The fire, which began Saturday at around 3 p.m., destroyed two housing units in the village of 2,100 people.

No injuries were reported but the firefighters’ inability to deal with the fire quickly due to a limited supply of water is what led to a state of emergency being declared, according to Radio-Canada.

Access to water has been limited since a pipe that connects the pump station to the treatment plant froze in mid-March.

In recent days, patients have had to be flown south due to the limited water supply in hospitals and there have been growing concerns about sicknesses like gastroenteritis (stomach flu) spreading rapidly because of many people are unable to wash their hands.

CBC News is reaching out to local authorities in order to get a better sense of what a declaration of a state of emergency entails.

“I feel for our community,” Puvirnituq Mayor Lucy Qalingo wrote on Facebook late Saturday night. “I don’t know what else to say.”

Earlier that day, hours before the fire started, the mayor had also taken to Facebook to say that “both governments should stop ignoring the high needs of everything in Nunavik” and issued an urgent call for help, writing: “Please don’t fail us.”
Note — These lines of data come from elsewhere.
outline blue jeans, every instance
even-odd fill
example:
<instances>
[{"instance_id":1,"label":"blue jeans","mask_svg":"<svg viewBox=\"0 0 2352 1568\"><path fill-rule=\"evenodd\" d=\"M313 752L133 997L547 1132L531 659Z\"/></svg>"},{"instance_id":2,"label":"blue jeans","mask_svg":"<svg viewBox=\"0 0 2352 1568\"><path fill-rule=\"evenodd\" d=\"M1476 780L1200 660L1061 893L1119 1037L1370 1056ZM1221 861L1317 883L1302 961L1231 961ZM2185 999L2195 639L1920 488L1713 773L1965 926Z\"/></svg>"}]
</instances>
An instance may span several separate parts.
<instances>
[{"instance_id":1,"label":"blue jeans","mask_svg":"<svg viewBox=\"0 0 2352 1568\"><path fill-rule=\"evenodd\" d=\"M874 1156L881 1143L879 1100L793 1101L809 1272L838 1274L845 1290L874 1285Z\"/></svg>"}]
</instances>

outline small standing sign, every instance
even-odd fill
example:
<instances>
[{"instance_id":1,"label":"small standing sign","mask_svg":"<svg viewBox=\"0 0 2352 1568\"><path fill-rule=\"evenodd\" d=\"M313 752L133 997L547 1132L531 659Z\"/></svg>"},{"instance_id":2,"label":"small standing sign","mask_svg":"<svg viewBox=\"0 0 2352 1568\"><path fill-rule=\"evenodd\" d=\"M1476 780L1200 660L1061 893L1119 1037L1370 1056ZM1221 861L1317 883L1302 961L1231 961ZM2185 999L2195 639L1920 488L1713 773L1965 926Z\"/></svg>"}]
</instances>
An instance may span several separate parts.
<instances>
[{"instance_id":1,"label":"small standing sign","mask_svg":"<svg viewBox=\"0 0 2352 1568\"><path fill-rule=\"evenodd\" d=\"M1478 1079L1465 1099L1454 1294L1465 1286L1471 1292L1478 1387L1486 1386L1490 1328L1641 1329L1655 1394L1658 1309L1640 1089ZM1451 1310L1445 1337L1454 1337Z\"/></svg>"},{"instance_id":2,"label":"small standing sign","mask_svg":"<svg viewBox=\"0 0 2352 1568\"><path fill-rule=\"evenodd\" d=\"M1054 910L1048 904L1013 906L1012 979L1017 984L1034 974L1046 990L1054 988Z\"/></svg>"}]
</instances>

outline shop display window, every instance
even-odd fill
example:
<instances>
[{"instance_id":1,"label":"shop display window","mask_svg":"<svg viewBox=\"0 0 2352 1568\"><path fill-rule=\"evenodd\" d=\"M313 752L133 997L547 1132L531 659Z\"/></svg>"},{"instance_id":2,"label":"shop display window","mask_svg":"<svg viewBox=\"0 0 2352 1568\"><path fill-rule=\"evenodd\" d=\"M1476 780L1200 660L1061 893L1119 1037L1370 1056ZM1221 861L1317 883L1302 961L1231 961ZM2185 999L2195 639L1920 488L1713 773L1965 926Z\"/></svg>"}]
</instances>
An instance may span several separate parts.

“If we don’t see changes from the result of the crisis we are going through, we are definitely nothing to them. What we are going through right now happens in third world countries,” Qalingo wrote in the Facebook post.

“We don’t have to beg for water. We are also Canadians. Forgotten Canadians.”

Crews spent hours trying to put out a fire at two residential units and the village’s lack of access to water made their work much more challenging. (Submitted by Louisa Kuananack)

CBC News also has reached out to the office of Ian Lafrenière — Quebec’s minister responsible for relations with the First Nations and the Inuit — as well as the office of Canada’s new Indigenous Services Minister Mandy Gull-Masty.

Earlier this week, Lafrenière said he had been in touch with the Kativik Regional Government and the Nunavik Regional Board of Health and Social Services for the past three weeks and that his government was ready to provide assistance.

Two planes loaded with water left Montreal for Puvirnituq on Friday morning. The province’s ministry of public security said three more water deliveries were scheduled over the weekend, though weather conditions could affect those operations.